This was a double blinded, placebo-controlled trial with 10 dogs in each study arm. The main statistical endpoint was a change in LPCs following treatment. The hypothesis was that a significant reduction in the number of LPCs in blood and/or in lymph node cells would occur in dogs treated with valspodar, but not in dogs receiving placebo. The sample size of 10 dogs per group was selected to provide 80% power to establish a difference of ± 2 S.D. in LPCs pre-and post-valspodar or placebo treatment within and between groups. The study was not powered to detect significant differences in duration of remission or overall survival. However, outcomes were recorded to evaluate trends that could be used to design future studies or could be included in meta-analysis. Criteria for inclusion were (1) clinical diagnosis of multicentric lymphoma (WHO stage I-V); (2) confirmed WHO classification of large B-cell lymphoma (DLBCL or MZL in transition)²³; (3) favorable performance status with an expected survival time of ≥ 30 days; (4) body weight more than 15 kg (to allow adequate blood sampling) and less than 40 kg (to ensure dosing feasibility); (5) platelet count ≥100,000/ml and packed cell volume ≥30%; and (6) informed pet owner consent in writing. Criteria for exclusion were (1) disease substage b; (2) any previous therapy for lymphoma, including corticosteroids; (3) lymphomas classified as other than DLBCL or MZL in transition; (4) dogs from herding breeds with high frequency of inactivating MDR-1 polymorphisms^24,25; and (5) significant co-morbidities, such as renal or hepatic failure, congestive heart failure, or clinical coagulopathy. There were no restrictions based on age, gender, neuter status, or other physical parameters.

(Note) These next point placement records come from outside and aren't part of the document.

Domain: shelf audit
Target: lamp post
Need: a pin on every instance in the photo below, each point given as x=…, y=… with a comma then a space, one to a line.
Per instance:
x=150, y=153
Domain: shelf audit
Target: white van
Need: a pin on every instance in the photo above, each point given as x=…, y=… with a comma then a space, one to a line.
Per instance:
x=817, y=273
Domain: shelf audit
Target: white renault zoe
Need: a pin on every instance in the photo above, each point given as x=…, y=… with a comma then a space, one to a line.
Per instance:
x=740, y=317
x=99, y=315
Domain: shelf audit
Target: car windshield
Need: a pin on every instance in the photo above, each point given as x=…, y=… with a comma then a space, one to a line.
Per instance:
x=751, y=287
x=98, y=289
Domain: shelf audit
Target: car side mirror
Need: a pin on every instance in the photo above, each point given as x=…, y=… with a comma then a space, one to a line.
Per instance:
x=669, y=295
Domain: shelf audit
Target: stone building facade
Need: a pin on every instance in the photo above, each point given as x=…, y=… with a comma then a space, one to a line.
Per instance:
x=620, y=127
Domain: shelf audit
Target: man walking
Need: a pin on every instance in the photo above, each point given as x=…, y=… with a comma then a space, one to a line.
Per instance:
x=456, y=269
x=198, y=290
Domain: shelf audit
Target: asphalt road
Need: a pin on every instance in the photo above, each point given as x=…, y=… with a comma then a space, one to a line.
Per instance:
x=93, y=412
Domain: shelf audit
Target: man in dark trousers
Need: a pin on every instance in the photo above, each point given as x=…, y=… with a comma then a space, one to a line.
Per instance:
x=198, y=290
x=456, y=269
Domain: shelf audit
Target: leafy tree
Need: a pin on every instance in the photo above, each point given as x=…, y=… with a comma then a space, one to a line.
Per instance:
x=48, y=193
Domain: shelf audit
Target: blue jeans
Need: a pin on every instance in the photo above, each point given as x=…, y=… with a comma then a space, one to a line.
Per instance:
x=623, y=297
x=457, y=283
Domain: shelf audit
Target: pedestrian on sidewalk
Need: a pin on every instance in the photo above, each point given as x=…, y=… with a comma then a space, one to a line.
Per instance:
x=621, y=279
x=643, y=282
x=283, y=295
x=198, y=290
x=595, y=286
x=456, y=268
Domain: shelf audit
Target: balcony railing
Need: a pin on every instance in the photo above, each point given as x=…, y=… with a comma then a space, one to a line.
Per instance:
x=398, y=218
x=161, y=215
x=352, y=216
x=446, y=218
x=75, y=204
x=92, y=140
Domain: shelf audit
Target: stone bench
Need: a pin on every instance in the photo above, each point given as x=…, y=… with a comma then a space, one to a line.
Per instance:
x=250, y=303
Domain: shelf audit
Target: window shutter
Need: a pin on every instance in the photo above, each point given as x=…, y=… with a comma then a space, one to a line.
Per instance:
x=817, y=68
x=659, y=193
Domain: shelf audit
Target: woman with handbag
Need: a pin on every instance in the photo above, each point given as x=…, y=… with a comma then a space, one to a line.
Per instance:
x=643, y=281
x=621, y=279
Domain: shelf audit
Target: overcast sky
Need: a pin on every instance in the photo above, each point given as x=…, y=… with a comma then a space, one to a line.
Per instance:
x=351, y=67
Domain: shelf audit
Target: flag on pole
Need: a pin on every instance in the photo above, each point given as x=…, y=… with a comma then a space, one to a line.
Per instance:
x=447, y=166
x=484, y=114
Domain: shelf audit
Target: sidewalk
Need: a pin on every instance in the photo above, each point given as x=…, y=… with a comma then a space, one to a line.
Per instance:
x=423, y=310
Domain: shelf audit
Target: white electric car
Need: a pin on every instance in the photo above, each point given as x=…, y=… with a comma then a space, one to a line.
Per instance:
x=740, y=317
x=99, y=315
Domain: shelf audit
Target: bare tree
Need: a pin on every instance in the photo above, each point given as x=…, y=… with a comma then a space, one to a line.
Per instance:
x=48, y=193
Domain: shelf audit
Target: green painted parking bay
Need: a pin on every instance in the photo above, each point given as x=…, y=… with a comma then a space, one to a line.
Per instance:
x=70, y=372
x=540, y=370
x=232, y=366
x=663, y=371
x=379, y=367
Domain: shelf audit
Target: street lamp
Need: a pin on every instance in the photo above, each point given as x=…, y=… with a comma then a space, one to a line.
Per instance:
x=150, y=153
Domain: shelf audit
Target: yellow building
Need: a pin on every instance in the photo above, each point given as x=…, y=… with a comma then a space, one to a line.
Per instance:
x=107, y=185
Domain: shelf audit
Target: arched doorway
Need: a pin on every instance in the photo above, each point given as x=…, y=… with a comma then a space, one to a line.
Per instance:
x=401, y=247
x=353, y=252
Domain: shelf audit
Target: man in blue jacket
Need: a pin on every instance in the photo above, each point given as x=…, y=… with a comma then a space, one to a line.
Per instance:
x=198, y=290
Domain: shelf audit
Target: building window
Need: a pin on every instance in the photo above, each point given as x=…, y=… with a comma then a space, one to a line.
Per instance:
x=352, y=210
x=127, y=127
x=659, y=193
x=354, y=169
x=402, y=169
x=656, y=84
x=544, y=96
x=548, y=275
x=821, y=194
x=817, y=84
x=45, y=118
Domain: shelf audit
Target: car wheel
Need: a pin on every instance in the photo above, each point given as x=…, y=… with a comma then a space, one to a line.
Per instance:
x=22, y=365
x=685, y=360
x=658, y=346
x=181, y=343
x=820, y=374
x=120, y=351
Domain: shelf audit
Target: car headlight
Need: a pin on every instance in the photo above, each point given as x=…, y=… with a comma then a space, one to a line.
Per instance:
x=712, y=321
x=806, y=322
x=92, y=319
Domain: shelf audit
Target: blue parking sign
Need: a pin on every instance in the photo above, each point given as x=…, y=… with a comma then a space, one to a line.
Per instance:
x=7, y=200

Treatment costs for eligible participants up to $2500 were paid by study funds through the end of the chemotherapy protocol. The study was conducted with approval and under the oversight of the University of Minnesota Institutional Animal Care and Use Committee (IACUC Protocol 1011A92815 “Ablation of tumor initiating cells by P-glycoprotein inhibition: Proof of principle study in canine diffuse large B-cell lymphoma”). The trial design and implementation conformed to the Standard Protocol Items: Recommendations for Interventional Trials (SPIRIT) guidelines²⁶ where they apply to studies in companion animals. The flow of participants is provided in Figure 1. The demographic composition of the study population after unblinding is provided in Table 1. The timing of each procedure is shown in Table 2.

Figure 1. Enrollment, exclusions, and assessments.

Flow chart with details of dogs enrolled in the study and exclusions from each of the measured endpoints.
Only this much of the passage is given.